Abstract
Background
Various factors impact the prognosis of the patients with intracerebral hemorrhage (ICH).
Purpose
To evaluate the initial magnetic resonance imaging (MRI) indicators of cerebral small vessel disease (CSVD) and evaluate the relationship between the MRI indicators and ICH prognosis.
Material and Methods
Clinical and imaging data were collected from individuals diagnosed with acute ICH who had undergone MRI within 48 h of symptom onset between October 2021 and March 2022. The 90-day modified Rankin Scale (mRS) scores were analyzed, focusing on identifying those patients with a mRS score ≥3 points, which was consistent with a poor prognosis.
Results
A total of 220 ICH patients were evaluated, with 81 (36.8%) having a poor prognosis at 90 days.
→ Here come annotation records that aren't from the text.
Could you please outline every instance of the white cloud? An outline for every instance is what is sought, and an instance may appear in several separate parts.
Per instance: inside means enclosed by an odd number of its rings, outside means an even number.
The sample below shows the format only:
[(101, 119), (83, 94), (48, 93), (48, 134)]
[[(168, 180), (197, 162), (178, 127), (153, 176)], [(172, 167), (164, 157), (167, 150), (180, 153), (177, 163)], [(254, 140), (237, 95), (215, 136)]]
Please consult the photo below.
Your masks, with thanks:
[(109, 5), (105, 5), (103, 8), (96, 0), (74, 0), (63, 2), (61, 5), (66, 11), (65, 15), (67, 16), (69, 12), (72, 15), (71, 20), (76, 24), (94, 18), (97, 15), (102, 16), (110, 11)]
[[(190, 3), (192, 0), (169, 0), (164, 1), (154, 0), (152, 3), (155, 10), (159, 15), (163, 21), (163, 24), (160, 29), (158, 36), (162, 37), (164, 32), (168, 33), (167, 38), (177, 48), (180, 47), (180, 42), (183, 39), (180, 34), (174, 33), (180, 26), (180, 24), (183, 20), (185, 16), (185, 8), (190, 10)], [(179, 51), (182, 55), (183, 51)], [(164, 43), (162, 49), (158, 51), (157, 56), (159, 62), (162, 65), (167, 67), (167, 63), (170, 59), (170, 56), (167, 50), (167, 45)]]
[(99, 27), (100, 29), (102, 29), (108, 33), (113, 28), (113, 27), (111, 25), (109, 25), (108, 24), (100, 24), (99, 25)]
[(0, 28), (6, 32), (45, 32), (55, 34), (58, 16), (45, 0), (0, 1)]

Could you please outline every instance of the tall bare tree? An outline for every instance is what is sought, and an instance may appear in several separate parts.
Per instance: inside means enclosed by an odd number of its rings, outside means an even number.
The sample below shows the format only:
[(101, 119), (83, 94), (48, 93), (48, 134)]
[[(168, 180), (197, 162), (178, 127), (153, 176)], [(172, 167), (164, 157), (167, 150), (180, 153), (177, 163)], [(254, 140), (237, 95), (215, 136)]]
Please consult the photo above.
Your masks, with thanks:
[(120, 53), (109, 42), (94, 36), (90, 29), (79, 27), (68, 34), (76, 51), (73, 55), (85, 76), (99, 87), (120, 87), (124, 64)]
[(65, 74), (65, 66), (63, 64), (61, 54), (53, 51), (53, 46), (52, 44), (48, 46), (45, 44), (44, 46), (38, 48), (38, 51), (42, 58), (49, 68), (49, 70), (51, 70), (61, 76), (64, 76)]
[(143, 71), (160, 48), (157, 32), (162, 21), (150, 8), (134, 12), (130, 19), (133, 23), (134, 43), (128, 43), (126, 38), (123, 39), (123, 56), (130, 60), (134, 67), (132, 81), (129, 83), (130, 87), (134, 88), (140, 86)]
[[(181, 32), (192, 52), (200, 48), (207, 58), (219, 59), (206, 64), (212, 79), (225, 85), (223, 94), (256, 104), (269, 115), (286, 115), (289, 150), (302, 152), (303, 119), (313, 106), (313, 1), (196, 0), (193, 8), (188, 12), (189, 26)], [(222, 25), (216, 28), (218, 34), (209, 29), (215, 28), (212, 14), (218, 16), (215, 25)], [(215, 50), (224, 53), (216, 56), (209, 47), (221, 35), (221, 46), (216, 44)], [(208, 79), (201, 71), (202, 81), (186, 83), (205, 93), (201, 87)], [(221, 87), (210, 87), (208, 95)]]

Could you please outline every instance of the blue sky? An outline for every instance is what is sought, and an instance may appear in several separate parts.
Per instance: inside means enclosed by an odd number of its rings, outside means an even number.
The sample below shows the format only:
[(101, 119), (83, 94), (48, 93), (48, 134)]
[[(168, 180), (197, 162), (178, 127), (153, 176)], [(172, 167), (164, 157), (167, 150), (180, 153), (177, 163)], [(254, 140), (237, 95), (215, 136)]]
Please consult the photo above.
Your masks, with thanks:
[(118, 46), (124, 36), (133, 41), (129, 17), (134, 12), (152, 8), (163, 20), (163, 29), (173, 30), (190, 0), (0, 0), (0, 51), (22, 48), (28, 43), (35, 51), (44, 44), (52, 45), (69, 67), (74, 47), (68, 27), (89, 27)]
The study identified encephalatrophy (P = 0.014, odds ratio [OR] = 2.431, 95% confidence interval [CI] = 1.242–3.768), grade 2 periventricular Fazekas scale (P = 0.021, OR = 2.389, 95% CI = 1.174–2.869), centrum semiovale perivascular space (P = 0.035, OR = 2.296, 95% CI = 1.110–3.798), age (P = 0.002, OR = 1.046, 95% CI = 1.017–1.077), female sex (P = 0.015, OR = 0.463, 95% CI = 0.250–0.859), and admission National Institutes of Health Stroke Scale score (P = 0.003, OR = 1.052, 95% CI = 1.022–1.084) as independent risk factors for poor prognosis of an ICH. The incorporation of MRI findings significantly enhanced the predictive accuracy of the poor prognosis model in comparison to a model lacking MRI findings (AUC = 0.833 vs. 0.815, net reclassification index = 0.186; P = 0.021, integrated discrimination improvement = 0.158; P = 0.016).
Conclusion
Identification of initial MRI findings of CSVD, such as white matter hyperintensity, perivascular spaces, cerebral microbleeds, lacunar infarcts, brain atrophy, and leukodystrophy, has the potential to enhance prognostication of patients with ICHs.